Parfois, les lieux saints ne se reconnaissent pas à la grandeur de leurs murs mais à celle de la foi de leurs fidèles. Une église modeste d’apparence attire, chaque année, l’espoir de milliers de fidèles. À l’image de l’étable si humble qui a accueilli la naissance du Christ, si divin, cette église simple d’apparence a un titre particulier : c’est une basilique.
Quittez l’asphalte étouffant de Dakar, ses embouteillages et descendez vers la Petite côte sénégalaise. Une fois arrivé à Popenguine, ne vous laissez pas leurrer. Tant de belles choses vous feront de l’œil. La réserve naturelle de la ville et ses singes malicieux, la plage et ses pêcheurs qui tendent et détendent leurs filets, les habitants qui promènent leurs chèvres et ceux qui vous convient à leur table sans même vous connaître. Des maisons qui s’effondrent sous le poids des vagues et du sable qui prend plus de place. Bref, un condensé de poésie et de tragique.
Et pourtant, ce ne sont pas toutes ces choses qui attirent chaque Pentecôte des milliers de personnes dans les rues de la commune. C’est quelque chose de plus simple. Rien de monumental. Juste une chapelle pas plus grande qu’une autre. Et pourtant, elle est à l’origine de l’un des plus puissants élans spirituels du pays : la basilique mineure de Popenguine.
Un titre d’exception
Mais alors, qu’est-ce qu’une basilique et en quoi diffère-t-elle d’une simple église ? « C’est une église qui, tout en étant insérée dans un diocèse, reçoit une dignité particulière. Et cette dignité dépasse les frontières locales : elle vient directement de Rome », explique le frère Bernard rattaché à la Basilique. En d’autres termes, une basilique n’est pas une église comme les autres. Ce titre ne s’impro- vise pas; il se mérite. Il exige une reconnaissance officielle du Saint-Siège, et, surtout, une affection particulière du Vatican.
À Popenguine, cette reconnaissance a pris corps en 1992, lors d’une visite du pape Jean-Paul II. La visite papale a été l’élément déclencheur, le sceau d’un lien spirituel fort avec Rome. Dès lors, l’ancienne église paroissiale devient basilique mineure. Mineure, car plus modeste en taille que les grandes basiliques comme celle de Saint-Pierre de Rome.
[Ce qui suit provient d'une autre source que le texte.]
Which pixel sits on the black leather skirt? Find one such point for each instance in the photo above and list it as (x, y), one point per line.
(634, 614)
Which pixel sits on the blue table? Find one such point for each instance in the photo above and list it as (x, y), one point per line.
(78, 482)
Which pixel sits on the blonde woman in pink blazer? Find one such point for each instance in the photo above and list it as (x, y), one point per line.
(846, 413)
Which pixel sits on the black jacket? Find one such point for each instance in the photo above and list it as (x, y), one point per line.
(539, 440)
Mais incontestablement majeure dans le cœur des fidèles sénégalais. Ce titre honorifique, c’est Rome qui dit à l’Église du Sénégal qu’elle la voit.
Tout commence en 1888. Ce n’est encore qu’un village côtier. Mais un homme, Monseigneur Picard, frappé par la beauté du site, décide d’y faire ériger une chapelle dédiée à Notre-Dame de la Délivrande, une dévotion mariale venue de Normandie et importée au Sénégal par les missionnaires spiritains. L’année suivante, en 1889, un petit groupe de fidèles entreprend le premier pèlerinage : quelques pas sur la poussière brune, quelques chants portés par le vent marin. Le début d’un mouvement qui, au fil des années, emportera une nation entière. Ce pèlerinage, modeste à l’origine, est devenu un événement central de la communauté catholique sénégalaise.
Chaque lundi de Pentecôte, Popenguine se transforme. Les routes s’emplissent de fidèles, les nuits de processions. Jeunes et moins jeunes viennent de part et d’autre du pays. Des familles entières quittent leurs maisons à l’aube pour venir confier à Marie leurs joies, leurs peines, leur pays. Aujourd’hui, ce sont plus de 60.000 pèlerins qui convergent ici chaque année, à pied, en voiture, en bus. Et la basilique ? Elle veille. En 1963, tout le Sénégal et la Gambie lui sont consacrés. Car ici, la prière n’est jamais seulement intime. Elle est aussi collective. Politique, parfois.
«Quand les tensions montent, quand les inquiétudes surgissent, nous prions ici pour que la paix revienne», confie le Père Bernard. Et c’est là, peut-être, que réside le vrai mi- racle de Popenguine. Non pas dans les murs – si humbles, ni dans les chiffres – si impressionnants, mais dans cette communion de fidèles. Cette idée qu’un peuple tout entier peut marcher ensemble vers un lieu qui le dépasse. Que la foi peut avoir une adresse. Et une petite chapelle, devenir une basilique. À l’image de l’étable si humble dans laquelle le Christ, si grand dans la foi chrétienne, est venu au monde.